A War Story About a Python, a Fork, a Cow, and a Bug

Or, why should you care about internals of your systems

Dec 17, 2023

“It is better to be a warrior in a garden, than a gardener in a war.” — Miyamoto Musashi

As software developers, you're likely comfortable writing code that solves complex business problems. But how often do you consider how things work under the hood of your programming language, database, or the operating system? I've been writing articles on CPython internals and I'm often asked why someone should invest time in understanding the internals of Python when the language's high-level features serve their immediate needs so well.

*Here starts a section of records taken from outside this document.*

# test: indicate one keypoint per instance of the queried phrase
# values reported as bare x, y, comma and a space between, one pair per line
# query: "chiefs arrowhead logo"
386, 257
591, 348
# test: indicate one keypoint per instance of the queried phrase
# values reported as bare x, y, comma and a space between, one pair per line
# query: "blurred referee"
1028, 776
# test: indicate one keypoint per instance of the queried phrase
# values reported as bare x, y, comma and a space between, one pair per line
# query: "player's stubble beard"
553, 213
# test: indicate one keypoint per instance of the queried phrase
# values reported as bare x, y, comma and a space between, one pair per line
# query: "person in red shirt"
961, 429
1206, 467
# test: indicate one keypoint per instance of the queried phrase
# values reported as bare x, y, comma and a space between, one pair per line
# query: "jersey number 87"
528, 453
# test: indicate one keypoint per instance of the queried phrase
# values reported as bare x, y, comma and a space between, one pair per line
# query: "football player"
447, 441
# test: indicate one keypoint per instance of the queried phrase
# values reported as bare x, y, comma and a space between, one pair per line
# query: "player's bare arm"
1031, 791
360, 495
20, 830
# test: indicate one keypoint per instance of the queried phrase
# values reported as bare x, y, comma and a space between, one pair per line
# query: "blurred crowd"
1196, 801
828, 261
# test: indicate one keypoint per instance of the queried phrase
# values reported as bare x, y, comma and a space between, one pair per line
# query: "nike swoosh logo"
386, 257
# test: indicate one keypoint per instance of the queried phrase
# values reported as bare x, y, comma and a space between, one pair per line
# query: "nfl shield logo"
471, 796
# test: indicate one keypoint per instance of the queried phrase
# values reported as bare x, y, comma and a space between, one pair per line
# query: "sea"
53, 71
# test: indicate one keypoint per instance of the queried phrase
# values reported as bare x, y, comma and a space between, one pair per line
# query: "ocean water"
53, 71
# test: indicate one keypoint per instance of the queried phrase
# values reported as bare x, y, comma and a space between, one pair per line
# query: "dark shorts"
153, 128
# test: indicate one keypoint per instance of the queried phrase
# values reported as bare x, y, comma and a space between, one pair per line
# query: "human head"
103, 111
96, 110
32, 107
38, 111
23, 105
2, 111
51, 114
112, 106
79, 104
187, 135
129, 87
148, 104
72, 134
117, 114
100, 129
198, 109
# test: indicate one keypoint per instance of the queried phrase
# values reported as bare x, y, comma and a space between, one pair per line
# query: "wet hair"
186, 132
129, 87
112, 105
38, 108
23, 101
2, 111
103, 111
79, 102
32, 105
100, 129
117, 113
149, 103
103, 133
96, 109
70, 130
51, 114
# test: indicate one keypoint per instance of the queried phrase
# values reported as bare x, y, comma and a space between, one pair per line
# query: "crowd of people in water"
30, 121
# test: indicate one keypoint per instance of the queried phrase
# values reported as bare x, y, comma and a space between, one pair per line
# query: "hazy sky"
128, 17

Although, there are several reasons that I could give which should persuade you – such as getting better at reading code, contributing to CPython, or growing overall as a developer by building a deep understanding of your stack. However, I didn’t want to write a boring essay. So, to motivate you, I have an interesting story from the real-world. This should excite you for learning more about the internals of the systems that you use.

The story is about Instagram—how their engineers identified and fixed a serious performance issue in their production systems which wouldn’t be possible if they didn’t have a deep understanding of how things worked underneath their tech stack. Let’s dive in.

The Case of Instagram’s Spiking Memory Usage

It might be a surprise for a few people, but Instagram runs Python in production. They use a Django based service for serving their frontend. At their scale, they are very cautious about the performance of their services. As part of their monitoring, they identified a mysterious issue in their service. They noticed that their service’s overall memory usage was unexpectedly going up with time.

None of their application code explained why this could happen, which meant this bug was present somewhere in the layer beneath their stack. This underlying layer consists of their web server, the Python runtime and the operating system (OS) itself.

While we could jump right to the end to discover the cause of this mysterious bug, let's walk through the investigation as if we were the ones uncovering it. We will start by analyzing Instagram’s server setup, simply because their service is powered by a web server and if their application code is not responsible for consuming extra memory, then it could be a problem associated with the server.

Upcoming Live Session

Live Session: Live Coding a Bytecode Interpreter for Python

Abhinav Upadhyay

Dec 1

Live Session: Live Coding a Bytecode Interpreter for Python

We will live code a bytecode compiler and VM for a small subset of Python in Python.

Read full story

Behind the Scenes: Instagram’s Web Server Architecture

The job of a web server is to receive HTTP requests from a client (e.g. a browser) and return the requested resource (e.g. a web page, an API response, a CSS or JS file). However, even a modestly busy application can receive several requests per second, and if the server is handling them all within a single main process, the latency of the application would be far too high, because until it can finish processing one request other requests have to wait. To scale, the servers usually adopt one of the two strategies: pre-forking, or pre-threading.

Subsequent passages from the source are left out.